In [2]:
from sklearn.feature_extraction.text import CountVectorizer
import numpy as np
from sklearn import metrics
from keras.models import Sequential
from keras.layers import Dense, Dropout, Activation
from keras.layers import Embedding
from keras.layers import LSTM, GRU
from keras.preprocessing import text
from keras.preprocessing import sequence
from keras.utils import np_utils
from keras.callbacks import EarlyStopping
from __future__ import print_function
from keras.layers.core import Activation, TimeDistributedDense, RepeatVector
from keras.layers import recurrent
import numpy as np

Using Theano backend.
Using gpu device 0: GeForce GTX 980 Ti (CNMeM is disabled, CuDNN 4007)


In [3]:
class CharacterTable(object):
    def __init__(self, vocab, maxlen):
        self.vocab = vocab
        self.maxlen = maxlen
    
    def encode(self, C, maxlen=None):
        maxlen = maxlen if maxlen else self.maxlen
        X = np.zeros((maxlen, len(self.vocab)))
        for i, c in enumerate(C):
            X[i, c] = 1
        return X
    
    def decode(self, X, calc_argmax=True):
        if calc_argmax:
            X = X.argmax(axis=-1)
        return ','.join(x for x in X)
    
def generateRandSeq(min, max, len):
    return [np.random.randint(min, max) for _ in range(len)]

In [4]:
TRAINING_SIZE = 150000
TEST_SIZE = 10000
DIGITS = 25
MAXLEN = DIGITS
voc = list(xrange(1000))
ctable = CharacterTable(voc, MAXLEN)

In [6]:
inputs = []
outputs = []
inputs_t = []
outputs_t = []
print('Generating data...')
while len(inputs) < TRAINING_SIZE:
    s = generateRandSeq(0, len(voc), DIGITS)
    inputs.append(s)
    outputs.append([i%200 for i in s])

while len(inputs_t) < TEST_SIZE:
    s = generateRandSeq(0, len(voc), DIGITS)
    inputs_t.append(s)
    outputs_t.append([i%200 for i in s])
print(inputs[12])
print(outputs[12])

Generating data...
[829, 33, 548, 366, 280, 869, 26, 593, 809, 925, 622, 194, 14, 537, 493, 831, 691, 213, 378, 348, 980, 209, 907, 537, 132]
[29, 33, 148, 166, 80, 69, 26, 193, 9, 125, 22, 194, 14, 137, 93, 31, 91, 13, 178, 148, 180, 9, 107, 137, 132]


In [7]:
print('Vectorization...')
X = np.zeros((len(inputs), MAXLEN, len(voc)), dtype=np.bool)
y = np.zeros((len(outputs), MAXLEN, len(voc)), dtype=np.bool)
for i, sentence in enumerate(inputs):
    X[i] = ctable.encode(sentence, maxlen=MAXLEN)
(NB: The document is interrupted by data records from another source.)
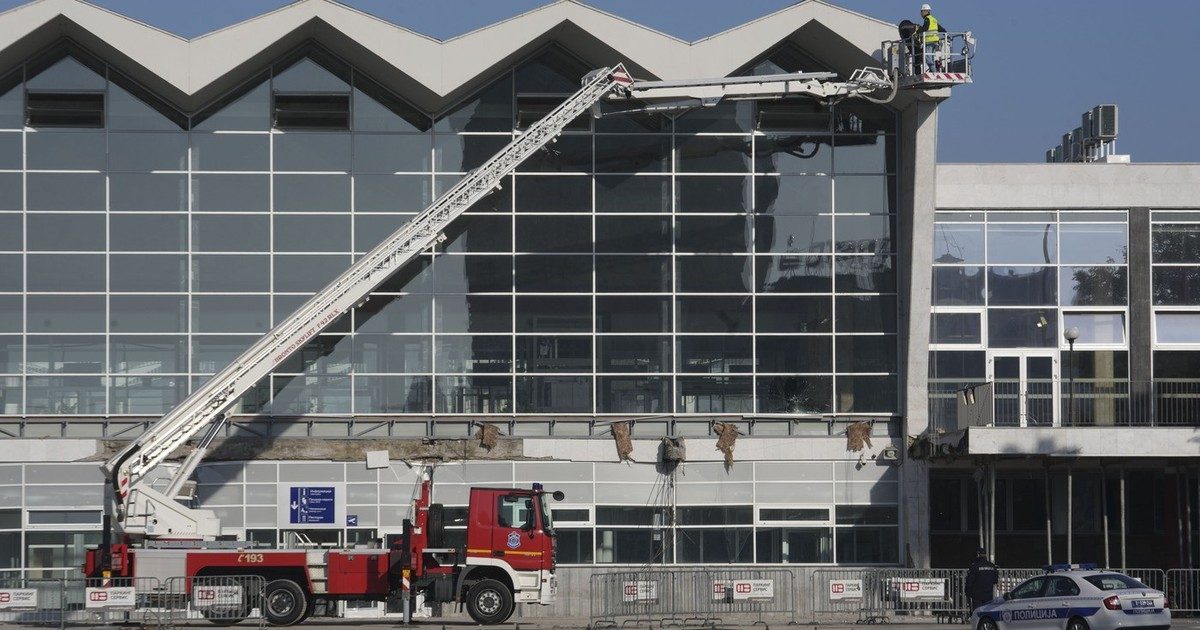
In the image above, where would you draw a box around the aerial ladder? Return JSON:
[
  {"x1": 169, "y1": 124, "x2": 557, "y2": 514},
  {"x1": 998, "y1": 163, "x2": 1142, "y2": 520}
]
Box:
[{"x1": 102, "y1": 65, "x2": 895, "y2": 545}]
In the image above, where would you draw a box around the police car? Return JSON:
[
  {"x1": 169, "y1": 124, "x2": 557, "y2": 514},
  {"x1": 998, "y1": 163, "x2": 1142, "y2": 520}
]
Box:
[{"x1": 971, "y1": 564, "x2": 1171, "y2": 630}]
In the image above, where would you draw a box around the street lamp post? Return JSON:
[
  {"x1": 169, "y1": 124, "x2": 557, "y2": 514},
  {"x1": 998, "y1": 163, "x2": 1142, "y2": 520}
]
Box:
[{"x1": 1062, "y1": 326, "x2": 1079, "y2": 426}]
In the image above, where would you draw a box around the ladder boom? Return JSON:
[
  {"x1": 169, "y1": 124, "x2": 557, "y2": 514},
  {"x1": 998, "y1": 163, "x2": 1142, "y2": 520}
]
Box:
[
  {"x1": 102, "y1": 65, "x2": 893, "y2": 539},
  {"x1": 103, "y1": 66, "x2": 629, "y2": 536}
]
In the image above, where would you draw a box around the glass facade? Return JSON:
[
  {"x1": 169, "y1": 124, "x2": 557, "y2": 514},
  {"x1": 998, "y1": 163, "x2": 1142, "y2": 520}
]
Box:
[
  {"x1": 0, "y1": 42, "x2": 902, "y2": 422},
  {"x1": 929, "y1": 209, "x2": 1130, "y2": 428},
  {"x1": 0, "y1": 461, "x2": 900, "y2": 568}
]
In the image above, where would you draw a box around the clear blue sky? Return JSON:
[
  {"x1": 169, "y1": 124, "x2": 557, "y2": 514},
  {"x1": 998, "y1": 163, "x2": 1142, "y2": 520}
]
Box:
[{"x1": 0, "y1": 0, "x2": 1200, "y2": 162}]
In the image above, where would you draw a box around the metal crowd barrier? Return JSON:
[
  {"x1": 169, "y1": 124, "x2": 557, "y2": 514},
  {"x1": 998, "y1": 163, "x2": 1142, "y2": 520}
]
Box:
[
  {"x1": 0, "y1": 576, "x2": 265, "y2": 630},
  {"x1": 589, "y1": 568, "x2": 799, "y2": 628},
  {"x1": 1166, "y1": 569, "x2": 1200, "y2": 614},
  {"x1": 810, "y1": 569, "x2": 887, "y2": 625}
]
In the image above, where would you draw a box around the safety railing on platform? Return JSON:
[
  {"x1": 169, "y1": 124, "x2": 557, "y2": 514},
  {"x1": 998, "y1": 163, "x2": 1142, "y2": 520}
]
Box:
[
  {"x1": 0, "y1": 576, "x2": 265, "y2": 630},
  {"x1": 589, "y1": 568, "x2": 799, "y2": 628}
]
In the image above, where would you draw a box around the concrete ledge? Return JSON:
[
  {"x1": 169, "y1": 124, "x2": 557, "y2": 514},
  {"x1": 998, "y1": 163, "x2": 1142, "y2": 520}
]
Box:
[{"x1": 967, "y1": 427, "x2": 1200, "y2": 457}]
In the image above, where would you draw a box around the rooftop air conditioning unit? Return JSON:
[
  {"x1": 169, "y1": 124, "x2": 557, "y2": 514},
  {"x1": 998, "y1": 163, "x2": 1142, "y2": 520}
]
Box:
[{"x1": 1092, "y1": 104, "x2": 1117, "y2": 142}]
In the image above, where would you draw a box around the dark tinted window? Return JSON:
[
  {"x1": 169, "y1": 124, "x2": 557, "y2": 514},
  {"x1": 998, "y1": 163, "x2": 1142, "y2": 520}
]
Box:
[
  {"x1": 275, "y1": 94, "x2": 350, "y2": 130},
  {"x1": 1084, "y1": 574, "x2": 1150, "y2": 590},
  {"x1": 25, "y1": 92, "x2": 104, "y2": 127}
]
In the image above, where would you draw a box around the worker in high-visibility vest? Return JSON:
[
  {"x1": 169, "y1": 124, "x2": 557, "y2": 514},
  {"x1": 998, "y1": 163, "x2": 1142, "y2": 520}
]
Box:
[{"x1": 917, "y1": 4, "x2": 946, "y2": 72}]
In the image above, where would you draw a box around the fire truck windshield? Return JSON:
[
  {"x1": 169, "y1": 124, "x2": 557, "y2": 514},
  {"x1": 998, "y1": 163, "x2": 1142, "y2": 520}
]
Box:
[{"x1": 538, "y1": 493, "x2": 554, "y2": 535}]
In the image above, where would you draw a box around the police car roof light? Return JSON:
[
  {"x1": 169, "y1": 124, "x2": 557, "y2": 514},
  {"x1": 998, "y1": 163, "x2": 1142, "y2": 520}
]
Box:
[{"x1": 1042, "y1": 563, "x2": 1097, "y2": 574}]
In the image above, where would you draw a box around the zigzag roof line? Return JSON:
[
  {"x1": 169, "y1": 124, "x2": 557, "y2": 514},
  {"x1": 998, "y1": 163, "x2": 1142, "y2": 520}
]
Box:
[{"x1": 0, "y1": 0, "x2": 893, "y2": 110}]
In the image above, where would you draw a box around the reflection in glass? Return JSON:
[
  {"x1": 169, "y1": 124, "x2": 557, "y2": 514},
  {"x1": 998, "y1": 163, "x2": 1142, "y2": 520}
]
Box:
[
  {"x1": 516, "y1": 254, "x2": 593, "y2": 293},
  {"x1": 516, "y1": 215, "x2": 592, "y2": 253},
  {"x1": 834, "y1": 256, "x2": 896, "y2": 293},
  {"x1": 755, "y1": 295, "x2": 833, "y2": 332},
  {"x1": 596, "y1": 295, "x2": 672, "y2": 332},
  {"x1": 676, "y1": 256, "x2": 751, "y2": 293},
  {"x1": 595, "y1": 174, "x2": 671, "y2": 212},
  {"x1": 676, "y1": 216, "x2": 750, "y2": 253},
  {"x1": 836, "y1": 376, "x2": 899, "y2": 413},
  {"x1": 596, "y1": 256, "x2": 671, "y2": 293},
  {"x1": 1062, "y1": 313, "x2": 1123, "y2": 346},
  {"x1": 988, "y1": 308, "x2": 1058, "y2": 348},
  {"x1": 108, "y1": 335, "x2": 187, "y2": 374},
  {"x1": 596, "y1": 335, "x2": 671, "y2": 373},
  {"x1": 676, "y1": 175, "x2": 750, "y2": 214},
  {"x1": 354, "y1": 376, "x2": 433, "y2": 414},
  {"x1": 434, "y1": 335, "x2": 512, "y2": 374},
  {"x1": 757, "y1": 376, "x2": 833, "y2": 414},
  {"x1": 988, "y1": 266, "x2": 1058, "y2": 306},
  {"x1": 432, "y1": 254, "x2": 512, "y2": 293},
  {"x1": 934, "y1": 266, "x2": 984, "y2": 306},
  {"x1": 108, "y1": 173, "x2": 187, "y2": 212},
  {"x1": 516, "y1": 295, "x2": 592, "y2": 332},
  {"x1": 934, "y1": 223, "x2": 984, "y2": 264},
  {"x1": 516, "y1": 335, "x2": 593, "y2": 372},
  {"x1": 596, "y1": 377, "x2": 671, "y2": 414},
  {"x1": 677, "y1": 377, "x2": 754, "y2": 414},
  {"x1": 516, "y1": 376, "x2": 592, "y2": 413},
  {"x1": 1154, "y1": 266, "x2": 1200, "y2": 306},
  {"x1": 595, "y1": 216, "x2": 671, "y2": 253},
  {"x1": 436, "y1": 295, "x2": 512, "y2": 332},
  {"x1": 755, "y1": 335, "x2": 833, "y2": 373},
  {"x1": 755, "y1": 133, "x2": 833, "y2": 175},
  {"x1": 1058, "y1": 223, "x2": 1129, "y2": 264},
  {"x1": 437, "y1": 376, "x2": 512, "y2": 414},
  {"x1": 25, "y1": 376, "x2": 104, "y2": 415},
  {"x1": 755, "y1": 256, "x2": 833, "y2": 293},
  {"x1": 929, "y1": 313, "x2": 983, "y2": 344},
  {"x1": 677, "y1": 296, "x2": 752, "y2": 332},
  {"x1": 595, "y1": 134, "x2": 671, "y2": 170},
  {"x1": 988, "y1": 223, "x2": 1058, "y2": 264},
  {"x1": 1150, "y1": 223, "x2": 1200, "y2": 263},
  {"x1": 677, "y1": 335, "x2": 752, "y2": 373},
  {"x1": 1058, "y1": 266, "x2": 1129, "y2": 306},
  {"x1": 25, "y1": 335, "x2": 106, "y2": 374}
]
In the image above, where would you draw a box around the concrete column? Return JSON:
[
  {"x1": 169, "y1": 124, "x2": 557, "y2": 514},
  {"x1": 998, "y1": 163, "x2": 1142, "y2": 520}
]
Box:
[
  {"x1": 1126, "y1": 208, "x2": 1158, "y2": 424},
  {"x1": 896, "y1": 101, "x2": 937, "y2": 566}
]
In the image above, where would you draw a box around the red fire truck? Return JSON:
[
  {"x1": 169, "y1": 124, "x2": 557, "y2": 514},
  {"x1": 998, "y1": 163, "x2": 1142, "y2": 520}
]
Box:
[{"x1": 84, "y1": 480, "x2": 563, "y2": 625}]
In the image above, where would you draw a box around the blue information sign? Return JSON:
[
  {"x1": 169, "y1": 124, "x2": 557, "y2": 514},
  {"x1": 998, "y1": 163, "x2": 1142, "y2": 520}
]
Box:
[{"x1": 288, "y1": 487, "x2": 336, "y2": 524}]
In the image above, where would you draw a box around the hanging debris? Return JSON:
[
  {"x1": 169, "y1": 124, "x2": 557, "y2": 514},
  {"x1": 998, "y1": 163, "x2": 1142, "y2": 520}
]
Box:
[
  {"x1": 846, "y1": 421, "x2": 874, "y2": 452},
  {"x1": 475, "y1": 422, "x2": 500, "y2": 452},
  {"x1": 610, "y1": 421, "x2": 634, "y2": 462},
  {"x1": 713, "y1": 422, "x2": 738, "y2": 473},
  {"x1": 659, "y1": 438, "x2": 688, "y2": 473}
]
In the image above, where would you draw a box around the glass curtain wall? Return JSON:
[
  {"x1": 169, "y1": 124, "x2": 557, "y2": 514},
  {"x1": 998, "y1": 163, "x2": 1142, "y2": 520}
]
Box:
[
  {"x1": 0, "y1": 42, "x2": 899, "y2": 416},
  {"x1": 929, "y1": 210, "x2": 1129, "y2": 428}
]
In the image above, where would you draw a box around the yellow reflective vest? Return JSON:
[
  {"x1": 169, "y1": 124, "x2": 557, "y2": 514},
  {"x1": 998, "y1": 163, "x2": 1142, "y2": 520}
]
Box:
[{"x1": 925, "y1": 16, "x2": 940, "y2": 43}]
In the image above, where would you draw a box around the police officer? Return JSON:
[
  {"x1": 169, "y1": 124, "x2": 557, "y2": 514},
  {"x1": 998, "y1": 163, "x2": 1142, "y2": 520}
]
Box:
[
  {"x1": 966, "y1": 547, "x2": 1000, "y2": 612},
  {"x1": 917, "y1": 4, "x2": 946, "y2": 72}
]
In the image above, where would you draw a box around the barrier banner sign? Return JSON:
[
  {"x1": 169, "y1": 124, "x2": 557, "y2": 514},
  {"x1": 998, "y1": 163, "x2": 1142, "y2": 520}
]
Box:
[
  {"x1": 0, "y1": 588, "x2": 37, "y2": 611},
  {"x1": 896, "y1": 577, "x2": 946, "y2": 601},
  {"x1": 192, "y1": 584, "x2": 242, "y2": 608},
  {"x1": 84, "y1": 587, "x2": 138, "y2": 610},
  {"x1": 620, "y1": 580, "x2": 659, "y2": 604},
  {"x1": 713, "y1": 580, "x2": 775, "y2": 601},
  {"x1": 829, "y1": 580, "x2": 863, "y2": 600}
]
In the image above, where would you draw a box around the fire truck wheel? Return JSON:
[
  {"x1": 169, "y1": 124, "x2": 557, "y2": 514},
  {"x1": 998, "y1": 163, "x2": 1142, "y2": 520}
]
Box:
[
  {"x1": 263, "y1": 580, "x2": 308, "y2": 625},
  {"x1": 467, "y1": 580, "x2": 512, "y2": 625}
]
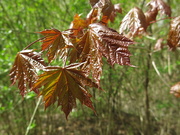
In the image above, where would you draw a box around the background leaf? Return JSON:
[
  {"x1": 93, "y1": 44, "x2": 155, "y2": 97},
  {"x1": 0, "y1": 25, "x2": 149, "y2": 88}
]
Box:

for i, sentence in enumerate(outputs):
    y[i] = ctable.encode(sentence, maxlen=MAXLEN)

X_test = np.zeros((len(inputs_t), MAXLEN, len(voc)), dtype=np.bool)
y_test = np.zeros((len(outputs_t), MAXLEN, len(voc)), dtype=np.bool)
for i, sentence in enumerate(inputs_t):
    X_test[i] = ctable.encode(sentence, maxlen=MAXLEN)

for i, sentence in enumerate(outputs_t):
    y_test[i] = ctable.encode(sentence, maxlen=MAXLEN)
    
print(X.shape)
print(y.shape)
print(X_test.shape)
print(y_test.shape)

Vectorization...
(150000, 25, 1000)
(150000, 25, 1000)
(10000, 25, 1000)
(10000, 25, 1000)


In [8]:
HIDDEN_SIZE = 256
BATCH_SIZE = 200
LAYERS = 2

print('Build model...')
model = Sequential()
model.add(LSTM(HIDDEN_SIZE, input_shape=(MAXLEN, len(voc)), return_sequences=True))
for _ in range(LAYERS - 2):
    model.add(LSTM(HIDDEN_SIZE, return_sequences=True))

model.add(LSTM(HIDDEN_SIZE))
model.add(RepeatVector(MAXLEN))
for _ in range(LAYERS):
    model.add(LSTM(HIDDEN_SIZE, return_sequences=True))

model.add(TimeDistributedDense(len(voc)))
model.add(Activation('softmax'))

model.compile(optimizer='RMSprop',
              loss='categorical_crossentropy',
              metrics=['accuracy'])

Build model...




In [9]:
early_stopping = EarlyStopping(monitor='val_loss', patience=6)
hist = model.fit(X, y, batch_size=BATCH_SIZE, nb_epoch=150, 
                 callbacks=[early_stopping],
          validation_split = 0.1, shuffle=True)

score, acc = model.evaluate(X_test, y_test,
                            batch_size=BATCH_SIZE,
                            show_accuracy=True)
print('Test score:', score)
print('Test accuracy:', acc)

Train on 135000 samples, validate on 15000 samples
Epoch 1/150
Epoch 2/150
Epoch 3/150
 13200/135000 [=>............................] - ETA: 407s - loss: 5.2697 - acc: 0.0060

KeyboardInterrupt: 

In [64]:
json_string = model.to_json()
open('lstm_100_128_10k_model.json', 'w').write(json_string)
model.save_weights('lstm_100_128_10k_weights.h5')

In [67]:
from keras.models import model_from_json
model2 = model_from_json(open('lstm_100_128_10k_model.json').read())
model2.load_weights('lstm_100_128_10k_weights.h5')

In [70]:
model2.compile(optimizer='RMSprop',
              loss='categorical_crossentropy',
              metrics=['accuracy'])
early_stopping = EarlyStopping(monitor='val_loss', patience=5)
hist = model2.fit(X, y, batch_size=BATCH_SIZE, nb_epoch=2, 
                 callbacks=[early_stopping],
          validation_split = 0.1, shuffle=True)

score, acc = model2.evaluate(X_test, y_test,
                            batch_size=BATCH_SIZE,
                            show_accuracy=True)
print('Test score:', score)
print('Test accuracy:', acc)

Train on 9000 samples, validate on 1000 samples
Epoch 1/2
Epoch 2/2
Test score: 1.28102155685
Test accuracy: 0.564908002615